Their discoveries have opened the door to creating medicine that is more effective and less likely to cause side effects.

Lefkowitz, a thin, energetic professor of biochemistry, immunology and medicine in Duke’s medical school, is known for his enthusiasm and a love of mentoring younger scientists.

He has long been mentioned for the Nobel. Still, he said, it caught him off guard. The news was announced via an elbow from his wife, Lynn, at 5 a.m. He hadn’t heard the phone because he sleeps with earplugs.

“It’s Stockholm calling,” she said.

Lefkowitz joked during a news conference at Duke a few hours later that he was pretty sure a bunch of Swedes weren’t calling to check the weather in Durham, so he got up and took the phone.

He said the honor was all the sweeter when he found out it included Kobilka.

“Needless to say, I’m thrilled, I’m excited, I’m delighted to be sharing the award with a former student of mine who I admire and who I’m very fond of,” he said.

His voice cracked as he described talking with Kobilka after they were notified, and thanking his younger colleague for taking their work a level further, which Kobilka thinks may have elevated it enough to make the prize possible.

Despite Duke’s global reputation for research, academics and health care, it was the first Nobel for a scientist there, and university leaders basked in the moment at the news conference Wednesday afternoon.

Dr. Nancy Andrews, dean of the medical school, said Lefkowitz is known as much for his skill at mentoring other researchers as for his groundbreaking work.

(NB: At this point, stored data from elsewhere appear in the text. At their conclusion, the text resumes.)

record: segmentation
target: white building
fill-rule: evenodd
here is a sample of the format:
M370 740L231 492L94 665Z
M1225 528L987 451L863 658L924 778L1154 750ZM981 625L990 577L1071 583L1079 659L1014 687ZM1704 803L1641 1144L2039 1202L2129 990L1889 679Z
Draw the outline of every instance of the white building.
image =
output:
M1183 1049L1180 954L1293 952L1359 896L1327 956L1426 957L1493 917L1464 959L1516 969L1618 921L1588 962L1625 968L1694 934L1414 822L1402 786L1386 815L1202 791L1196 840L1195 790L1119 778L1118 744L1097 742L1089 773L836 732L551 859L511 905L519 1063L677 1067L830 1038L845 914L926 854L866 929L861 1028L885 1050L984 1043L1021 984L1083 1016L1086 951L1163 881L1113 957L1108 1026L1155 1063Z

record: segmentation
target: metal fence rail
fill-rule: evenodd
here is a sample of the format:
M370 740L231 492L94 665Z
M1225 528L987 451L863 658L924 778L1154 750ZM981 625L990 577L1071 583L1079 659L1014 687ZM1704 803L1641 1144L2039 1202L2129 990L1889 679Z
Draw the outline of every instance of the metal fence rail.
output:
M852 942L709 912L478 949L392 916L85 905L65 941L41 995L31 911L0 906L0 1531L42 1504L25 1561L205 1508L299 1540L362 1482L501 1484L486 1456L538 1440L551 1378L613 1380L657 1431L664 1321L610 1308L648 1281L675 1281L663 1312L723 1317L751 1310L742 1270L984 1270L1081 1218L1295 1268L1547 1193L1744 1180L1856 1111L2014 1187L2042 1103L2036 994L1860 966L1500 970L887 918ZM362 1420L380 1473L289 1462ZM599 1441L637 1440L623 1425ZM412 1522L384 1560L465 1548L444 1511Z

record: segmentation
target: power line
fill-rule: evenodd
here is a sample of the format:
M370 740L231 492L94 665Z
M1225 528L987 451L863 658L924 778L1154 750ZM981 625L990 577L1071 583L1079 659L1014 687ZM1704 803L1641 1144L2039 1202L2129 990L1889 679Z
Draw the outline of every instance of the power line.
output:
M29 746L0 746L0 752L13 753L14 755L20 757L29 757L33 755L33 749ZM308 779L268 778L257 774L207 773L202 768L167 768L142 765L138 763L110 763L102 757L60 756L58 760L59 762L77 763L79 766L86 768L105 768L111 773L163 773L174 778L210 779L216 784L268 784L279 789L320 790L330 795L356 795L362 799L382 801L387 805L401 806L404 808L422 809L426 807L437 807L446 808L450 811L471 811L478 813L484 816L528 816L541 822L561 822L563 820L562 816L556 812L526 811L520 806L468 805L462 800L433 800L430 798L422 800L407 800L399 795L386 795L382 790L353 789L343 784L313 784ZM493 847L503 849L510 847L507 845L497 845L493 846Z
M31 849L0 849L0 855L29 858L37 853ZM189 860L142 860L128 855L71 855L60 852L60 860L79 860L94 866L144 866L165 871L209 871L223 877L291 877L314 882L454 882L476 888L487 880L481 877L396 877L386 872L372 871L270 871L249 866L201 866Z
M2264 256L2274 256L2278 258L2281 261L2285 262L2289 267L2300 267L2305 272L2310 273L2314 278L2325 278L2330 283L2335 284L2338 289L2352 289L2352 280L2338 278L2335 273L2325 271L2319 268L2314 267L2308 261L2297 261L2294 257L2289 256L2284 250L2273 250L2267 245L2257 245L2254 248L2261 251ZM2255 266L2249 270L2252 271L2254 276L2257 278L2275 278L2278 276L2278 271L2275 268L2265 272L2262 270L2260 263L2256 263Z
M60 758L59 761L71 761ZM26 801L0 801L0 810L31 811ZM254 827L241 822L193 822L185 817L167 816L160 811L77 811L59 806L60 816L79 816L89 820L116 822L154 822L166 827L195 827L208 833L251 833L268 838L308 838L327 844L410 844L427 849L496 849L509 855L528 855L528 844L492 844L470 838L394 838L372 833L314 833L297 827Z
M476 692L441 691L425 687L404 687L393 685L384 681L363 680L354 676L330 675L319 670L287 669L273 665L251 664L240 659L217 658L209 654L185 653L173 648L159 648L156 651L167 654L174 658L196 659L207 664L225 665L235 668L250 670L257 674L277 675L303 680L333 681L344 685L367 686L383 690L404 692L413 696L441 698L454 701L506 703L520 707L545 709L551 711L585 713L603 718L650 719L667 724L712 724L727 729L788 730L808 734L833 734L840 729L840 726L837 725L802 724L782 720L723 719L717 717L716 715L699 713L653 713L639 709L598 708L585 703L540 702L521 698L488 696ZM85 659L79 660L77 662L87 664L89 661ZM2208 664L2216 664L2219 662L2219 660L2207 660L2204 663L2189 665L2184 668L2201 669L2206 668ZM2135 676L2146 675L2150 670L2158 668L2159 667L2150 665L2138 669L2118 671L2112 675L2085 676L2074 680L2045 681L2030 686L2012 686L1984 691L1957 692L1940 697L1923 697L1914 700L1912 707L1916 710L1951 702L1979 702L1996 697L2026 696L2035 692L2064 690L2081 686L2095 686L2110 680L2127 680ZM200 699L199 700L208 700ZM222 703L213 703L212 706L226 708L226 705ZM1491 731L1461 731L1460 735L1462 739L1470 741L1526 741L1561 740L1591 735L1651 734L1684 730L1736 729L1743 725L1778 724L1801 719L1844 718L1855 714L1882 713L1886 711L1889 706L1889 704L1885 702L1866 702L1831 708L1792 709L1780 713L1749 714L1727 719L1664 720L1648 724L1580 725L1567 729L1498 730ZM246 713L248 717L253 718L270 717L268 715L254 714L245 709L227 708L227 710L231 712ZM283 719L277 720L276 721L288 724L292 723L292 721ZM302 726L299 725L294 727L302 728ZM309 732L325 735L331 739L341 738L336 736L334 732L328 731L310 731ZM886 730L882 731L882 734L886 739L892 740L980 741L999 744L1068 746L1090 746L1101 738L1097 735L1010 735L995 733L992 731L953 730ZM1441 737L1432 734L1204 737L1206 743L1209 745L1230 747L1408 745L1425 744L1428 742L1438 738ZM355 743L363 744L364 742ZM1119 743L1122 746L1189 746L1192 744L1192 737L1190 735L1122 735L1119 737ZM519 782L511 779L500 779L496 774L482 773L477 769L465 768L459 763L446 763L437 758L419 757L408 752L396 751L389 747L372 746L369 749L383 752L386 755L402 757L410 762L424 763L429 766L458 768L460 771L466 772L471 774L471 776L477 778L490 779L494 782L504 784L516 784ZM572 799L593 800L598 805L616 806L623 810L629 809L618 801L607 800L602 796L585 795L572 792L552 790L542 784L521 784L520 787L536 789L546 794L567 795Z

“I think there are three ways that medical scientists can be great: by making discoveries that immediately transform patient care, by making scientific contributions that stand the test of time, and by mentoring the next generation of scientists,” she said. “Bob Lefkowitz has accomplished all three, and I think it’s fair to say he has done it over and over and over again.”

One of the biggest days in the university’s history was nearly 40 years in the making.

Lefkowitz came to Duke in 1973 from Harvard, after training there and at Columbia University as a cardiologist.

In the 1980s, he discovered a class of tiny cell structures called G protein-coupled receptors. The receptors, which are stitched through a cell’s outer membrane, give the cell information about chemical changes in the body, acting as a kind of middleman to trigger the cell’s response to chemicals such as adrenaline or a drug.

He showed that they respond to chemical changes outside the cell in the same way that other receptors in the body detect smells, taste and light. About half of all medicines act on these receptors. As scientists learn how they work, they are leading to improvements in drugs.

Drugs such as beta blockers, antihistamines and various psychiatric medicines have been around for some time, but before Lefkowitz and Kobilka’s discoveries, their impact on the human body wasn’t fully understood, said Sven Lidin, chairman of the prize committee.

“All we knew was that they worked, but we didn’t know why,” Lidin said. There is hope that the Nobel-winning research will lead to new medicines, he added.

Lefkowitz now oversees a lab with as many as 30 scientists at a time, and has mentored more than 200 students and post-doctoral researchers.

The pair will travel to Stockholm in December to receive the $1.2 million prize.

Lefkowitz said he would continue his work. “If you were a fly on the wall in 1973, and now, my daily activities wouldn’t look very different,” he said. “I’m still hard at it. My lab is bigger. But I’m pretty much doing what I was doing, which is doing science, interacting with my fellows, and having a hell of a good time.”

He said that he’ll continue collaborating with Kobilka, too. “The two of us,” he said, “will soldier on together.”

The Associated Press contributed to this report.